Raorchestes kakkayamensis
- Conservation status: Data Deficient (IUCN 3.1)

Scientific classification
- Kingdom: Animalia
- Phylum: Chordata
- Class: Amphibia
- Order: Anura
- Family: Rhacophoridae
- Genus: Raorchestes
- Species: R. kakkayamensis
- Binomial name: Raorchestes kakkayamensis Garg et al., 2021

= Raorchestes kakkayamensis =

- Authority: Garg et al., 2021
- Conservation status: DD

Species of frog

Raorchestes kakkayamensis, the Kakkayam shrub frog, is a species of frog in the family Rhacophoridae. It is endemic to India. Scientists know this frog exclusively from its type locality: Kakkayam in the Western Ghat mountains. This frog has been observed about 750 m above sea level.

This frog has been observed in primary forest and nearby secondary forest, from ground level among the leaf litter to plants as high 3 m tall.

Like other frogs in Raorchestes, this frog breeds through direct development.

== Taxonomy ==
Raorchestes kakkayamensis was described in 2021 by the herpetologist Sonali Garg and her colleagues based on an adult male specimen collected in Kakkayam, Kozhikode district in the Indian state of Kerala. The specific epithet is named after Kakkayam, where the type series was collected.

Raorchestes kakkayamensis is a member of the Raorchestes bombayensis group within its genus and is most closely related to R. leucolatus.

== Description ==
Raorchestes kakkayamensis is a small species, with a male snout–vent length of 17–19 mm and a female SVL of 24 mm. The dorsum is brown to reddish-brown, with a pair of dark discontinuous concave bands extending from behind the eye to the level of the groin, and a thin mid-dorsal line. There is a dark brown coloured horizontal band between the upper eyelids. The snout is lighter in colour than the dorsum, while the sides of the head are darker. The sides of the body are light brown with small off-white spots. The underside of the throat is blackish-brown with scattered white speckles. The chest and belly are light brown with dense dark brown speckling and irregular white spots. The groin and anterior surface of thighs are dark brown with distinct white blotches. The posterior side of the thighs is brown with scattered white spots. The limbs are dark brown, with white to ash blue spots, minute light brown speckling, and dark brown cross-bands. The finger and toe discs are yellowish-brown. The iris is brown with dense golden yellow speckling and faint dark brown horizontal and vertical bands.

The dorsal colouration and markings are slightly variable, ranging from light to dark brown or reddish-brown in colour, but there is a uniform triangular light brown colouration from the snout tip to the anterior margins of the eyes.

== Distribution and habitat ==
Raorchestes kakkayamensis is endemic to the Western Ghats and currently known only from its type locality of Kakkayam in Kozhikode district, north of Palghat gap in Kerala.
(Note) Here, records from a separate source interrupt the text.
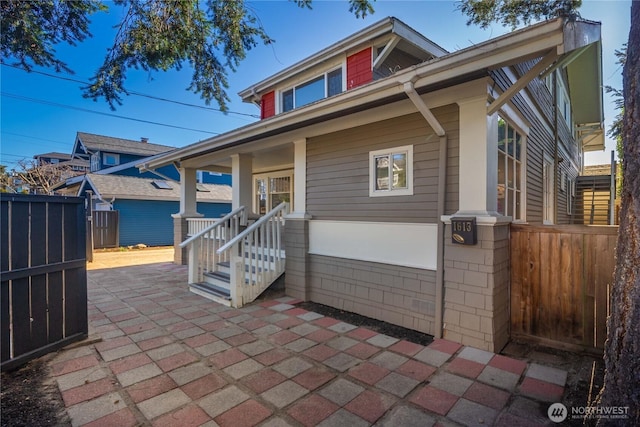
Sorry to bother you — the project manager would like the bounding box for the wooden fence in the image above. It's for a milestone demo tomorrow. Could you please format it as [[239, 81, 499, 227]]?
[[92, 211, 120, 249], [0, 194, 87, 370], [511, 225, 618, 351]]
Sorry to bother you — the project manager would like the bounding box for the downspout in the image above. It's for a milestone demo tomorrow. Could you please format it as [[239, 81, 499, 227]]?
[[404, 82, 448, 338]]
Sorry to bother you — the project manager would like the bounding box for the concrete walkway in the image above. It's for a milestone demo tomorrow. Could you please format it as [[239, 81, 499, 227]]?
[[50, 251, 567, 427]]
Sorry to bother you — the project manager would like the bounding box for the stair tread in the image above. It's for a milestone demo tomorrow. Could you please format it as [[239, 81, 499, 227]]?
[[203, 271, 231, 282]]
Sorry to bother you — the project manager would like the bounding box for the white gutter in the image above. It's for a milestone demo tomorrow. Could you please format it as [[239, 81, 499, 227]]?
[[138, 19, 600, 169]]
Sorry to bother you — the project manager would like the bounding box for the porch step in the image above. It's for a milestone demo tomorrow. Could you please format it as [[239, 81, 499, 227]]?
[[189, 283, 231, 307], [216, 261, 275, 276], [203, 271, 231, 292]]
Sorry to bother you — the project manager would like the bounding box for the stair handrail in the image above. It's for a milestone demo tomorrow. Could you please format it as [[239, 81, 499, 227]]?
[[179, 206, 245, 248], [216, 202, 289, 254]]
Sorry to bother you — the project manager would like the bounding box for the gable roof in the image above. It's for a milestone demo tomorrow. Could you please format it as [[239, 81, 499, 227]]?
[[80, 173, 231, 203], [144, 18, 603, 170], [238, 16, 448, 102], [72, 132, 175, 157]]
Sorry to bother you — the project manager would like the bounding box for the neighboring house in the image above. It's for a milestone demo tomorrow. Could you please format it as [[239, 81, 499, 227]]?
[[140, 18, 604, 351], [58, 132, 231, 246], [71, 132, 178, 179], [73, 174, 231, 246], [33, 152, 89, 175]]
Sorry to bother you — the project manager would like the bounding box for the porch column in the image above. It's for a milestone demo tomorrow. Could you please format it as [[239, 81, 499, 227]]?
[[231, 154, 253, 213], [456, 93, 498, 217], [171, 168, 202, 264], [284, 138, 311, 301], [289, 138, 307, 219], [442, 93, 511, 352]]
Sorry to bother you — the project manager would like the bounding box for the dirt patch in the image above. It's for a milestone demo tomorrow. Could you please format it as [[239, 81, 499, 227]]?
[[502, 340, 604, 426], [0, 356, 71, 427], [297, 302, 433, 345]]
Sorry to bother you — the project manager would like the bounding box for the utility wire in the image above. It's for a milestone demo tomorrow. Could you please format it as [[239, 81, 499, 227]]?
[[2, 130, 69, 145], [2, 63, 260, 119], [1, 92, 220, 135]]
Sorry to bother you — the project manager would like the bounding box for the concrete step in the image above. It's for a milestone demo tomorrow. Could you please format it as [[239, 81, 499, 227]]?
[[189, 282, 231, 307], [204, 271, 231, 290]]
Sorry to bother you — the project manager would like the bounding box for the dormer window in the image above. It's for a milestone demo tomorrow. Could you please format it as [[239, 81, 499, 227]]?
[[280, 68, 342, 113]]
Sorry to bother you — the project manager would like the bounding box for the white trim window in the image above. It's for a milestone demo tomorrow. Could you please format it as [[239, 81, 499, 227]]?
[[567, 178, 576, 215], [280, 67, 343, 113], [498, 117, 525, 221], [102, 153, 120, 166], [369, 145, 413, 197]]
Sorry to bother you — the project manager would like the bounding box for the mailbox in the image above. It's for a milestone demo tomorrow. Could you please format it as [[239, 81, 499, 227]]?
[[451, 216, 477, 245]]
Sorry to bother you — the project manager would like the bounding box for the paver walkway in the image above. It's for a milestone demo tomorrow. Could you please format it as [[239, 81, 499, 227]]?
[[51, 254, 567, 427]]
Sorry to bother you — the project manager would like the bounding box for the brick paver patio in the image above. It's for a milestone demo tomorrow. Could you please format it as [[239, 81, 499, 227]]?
[[46, 252, 567, 427]]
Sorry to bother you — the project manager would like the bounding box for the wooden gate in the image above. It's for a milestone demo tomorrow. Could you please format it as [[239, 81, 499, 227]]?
[[0, 194, 88, 370], [511, 225, 618, 351], [92, 211, 120, 249]]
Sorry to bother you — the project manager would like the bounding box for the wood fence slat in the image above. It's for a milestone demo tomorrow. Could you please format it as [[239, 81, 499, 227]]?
[[0, 194, 88, 370], [11, 278, 31, 355], [64, 268, 87, 336], [47, 203, 63, 264], [511, 225, 617, 350], [511, 233, 526, 332], [0, 203, 9, 271], [29, 203, 47, 267], [30, 274, 49, 350], [47, 271, 64, 342], [569, 234, 584, 344], [9, 202, 29, 269], [0, 280, 11, 361]]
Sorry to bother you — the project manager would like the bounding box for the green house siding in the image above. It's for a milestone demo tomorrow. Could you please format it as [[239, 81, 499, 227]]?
[[113, 200, 231, 246]]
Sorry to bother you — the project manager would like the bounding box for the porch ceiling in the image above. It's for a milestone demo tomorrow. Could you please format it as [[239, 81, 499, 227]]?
[[180, 142, 293, 173]]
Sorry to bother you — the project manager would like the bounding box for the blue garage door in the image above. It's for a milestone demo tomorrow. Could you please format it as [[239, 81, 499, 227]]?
[[113, 200, 231, 246]]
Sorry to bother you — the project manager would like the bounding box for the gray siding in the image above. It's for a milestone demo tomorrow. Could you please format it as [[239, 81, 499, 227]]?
[[309, 255, 436, 334], [491, 61, 580, 224], [307, 105, 459, 223]]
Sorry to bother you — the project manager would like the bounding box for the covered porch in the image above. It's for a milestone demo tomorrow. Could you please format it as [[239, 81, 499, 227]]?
[[145, 139, 305, 307]]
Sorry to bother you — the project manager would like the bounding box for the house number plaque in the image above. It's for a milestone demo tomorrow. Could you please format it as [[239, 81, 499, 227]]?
[[451, 217, 477, 245]]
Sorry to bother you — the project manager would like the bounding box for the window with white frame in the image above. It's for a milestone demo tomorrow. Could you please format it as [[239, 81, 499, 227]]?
[[280, 68, 342, 113], [369, 145, 413, 197], [567, 178, 576, 215], [91, 153, 100, 172], [558, 78, 573, 131], [498, 117, 524, 221], [102, 153, 120, 166]]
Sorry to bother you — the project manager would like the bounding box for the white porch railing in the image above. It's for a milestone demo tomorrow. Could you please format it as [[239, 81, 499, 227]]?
[[187, 218, 220, 237], [180, 206, 246, 284], [216, 203, 289, 307]]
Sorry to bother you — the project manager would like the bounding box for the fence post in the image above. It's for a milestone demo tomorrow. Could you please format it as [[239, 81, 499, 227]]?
[[85, 190, 93, 262]]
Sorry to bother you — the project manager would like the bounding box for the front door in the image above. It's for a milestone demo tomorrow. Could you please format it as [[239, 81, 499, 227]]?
[[253, 170, 293, 215]]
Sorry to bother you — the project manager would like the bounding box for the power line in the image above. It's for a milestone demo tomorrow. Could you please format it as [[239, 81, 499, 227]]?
[[2, 63, 260, 119], [1, 92, 220, 135], [2, 130, 69, 145]]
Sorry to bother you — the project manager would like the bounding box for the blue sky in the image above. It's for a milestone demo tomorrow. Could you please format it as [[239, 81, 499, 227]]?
[[0, 0, 631, 169]]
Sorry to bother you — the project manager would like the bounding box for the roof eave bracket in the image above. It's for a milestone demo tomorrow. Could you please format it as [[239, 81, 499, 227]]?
[[373, 35, 400, 70], [487, 49, 558, 116], [404, 82, 446, 136]]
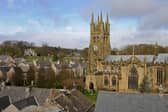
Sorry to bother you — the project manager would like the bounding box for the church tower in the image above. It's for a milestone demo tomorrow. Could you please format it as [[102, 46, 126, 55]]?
[[88, 13, 111, 73]]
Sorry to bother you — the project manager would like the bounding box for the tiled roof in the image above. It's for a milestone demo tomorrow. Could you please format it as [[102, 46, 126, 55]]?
[[0, 86, 50, 105], [37, 60, 51, 67], [0, 66, 10, 74], [13, 96, 38, 110], [0, 96, 11, 112], [95, 91, 168, 112], [155, 53, 168, 64], [56, 90, 94, 112]]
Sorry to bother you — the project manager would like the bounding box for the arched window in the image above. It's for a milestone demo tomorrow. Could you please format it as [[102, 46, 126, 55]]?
[[104, 76, 109, 86], [128, 66, 138, 89], [112, 77, 117, 86], [156, 68, 163, 85], [89, 82, 94, 90]]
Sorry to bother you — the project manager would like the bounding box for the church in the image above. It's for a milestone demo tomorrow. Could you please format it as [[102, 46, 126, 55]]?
[[85, 14, 168, 92]]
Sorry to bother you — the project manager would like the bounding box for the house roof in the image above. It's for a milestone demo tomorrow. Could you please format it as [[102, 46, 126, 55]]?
[[13, 96, 38, 110], [95, 91, 168, 112], [37, 60, 51, 67], [104, 53, 168, 63], [0, 96, 11, 112], [56, 90, 94, 112], [0, 86, 50, 105]]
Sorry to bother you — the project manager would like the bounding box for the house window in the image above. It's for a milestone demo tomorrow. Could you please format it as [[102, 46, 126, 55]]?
[[112, 77, 117, 86], [104, 76, 109, 86], [157, 68, 163, 85], [128, 66, 138, 89]]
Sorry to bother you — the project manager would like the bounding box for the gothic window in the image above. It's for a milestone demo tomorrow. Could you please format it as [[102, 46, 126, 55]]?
[[104, 76, 109, 86], [89, 82, 94, 90], [112, 77, 117, 86], [156, 68, 163, 85], [128, 66, 138, 89]]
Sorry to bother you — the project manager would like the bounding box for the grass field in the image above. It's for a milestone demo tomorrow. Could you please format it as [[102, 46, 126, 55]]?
[[84, 92, 98, 104]]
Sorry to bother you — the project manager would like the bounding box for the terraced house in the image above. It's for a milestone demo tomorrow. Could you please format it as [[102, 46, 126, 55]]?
[[86, 14, 168, 92]]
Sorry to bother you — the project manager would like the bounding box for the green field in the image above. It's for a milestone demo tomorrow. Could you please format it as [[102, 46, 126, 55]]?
[[84, 92, 98, 104]]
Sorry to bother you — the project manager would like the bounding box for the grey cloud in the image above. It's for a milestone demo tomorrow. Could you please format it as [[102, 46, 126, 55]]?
[[139, 7, 168, 30]]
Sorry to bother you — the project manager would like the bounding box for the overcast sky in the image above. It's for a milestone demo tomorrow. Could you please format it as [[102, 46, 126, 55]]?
[[0, 0, 168, 48]]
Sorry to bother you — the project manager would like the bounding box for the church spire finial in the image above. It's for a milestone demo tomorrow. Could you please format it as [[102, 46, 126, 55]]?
[[97, 14, 100, 23], [106, 14, 109, 23], [132, 45, 135, 56], [91, 12, 94, 23], [100, 12, 103, 22]]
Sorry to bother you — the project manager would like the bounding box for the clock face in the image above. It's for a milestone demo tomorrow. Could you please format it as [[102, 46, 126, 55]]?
[[93, 45, 98, 51]]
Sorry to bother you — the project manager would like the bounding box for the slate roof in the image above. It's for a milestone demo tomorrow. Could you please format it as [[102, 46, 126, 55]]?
[[104, 53, 168, 63], [37, 60, 51, 67], [0, 66, 11, 74], [13, 96, 38, 110], [56, 90, 94, 112], [0, 86, 50, 105], [0, 96, 11, 112], [95, 91, 168, 112]]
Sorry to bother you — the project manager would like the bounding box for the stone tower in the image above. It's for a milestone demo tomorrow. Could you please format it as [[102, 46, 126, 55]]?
[[88, 13, 111, 74]]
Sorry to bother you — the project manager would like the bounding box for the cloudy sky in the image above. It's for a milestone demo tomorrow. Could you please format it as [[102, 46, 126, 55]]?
[[0, 0, 168, 48]]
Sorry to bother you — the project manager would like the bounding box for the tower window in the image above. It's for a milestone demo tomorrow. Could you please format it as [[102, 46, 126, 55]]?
[[112, 77, 117, 86], [128, 66, 138, 89], [156, 68, 163, 85], [104, 76, 109, 86]]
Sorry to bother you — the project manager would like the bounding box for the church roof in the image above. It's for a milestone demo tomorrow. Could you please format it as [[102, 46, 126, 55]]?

The species was observed inside a primary forest patch and adjoining secondary forest areas at an elevation of 750 m. Individuals were located on the ground leaf litter or found perching on vegetation 1–3 m high.

== Vocalisations ==
Males produce a single type of call. The calls generally have a single pulse and are not delivered in groups. A typical call has duration of 25.3 ms, the amplitude envelope being characterised by a rise time of 9.2 ms and fall time of 15.9 ms, with a dominant frequency of 3.8 kHz.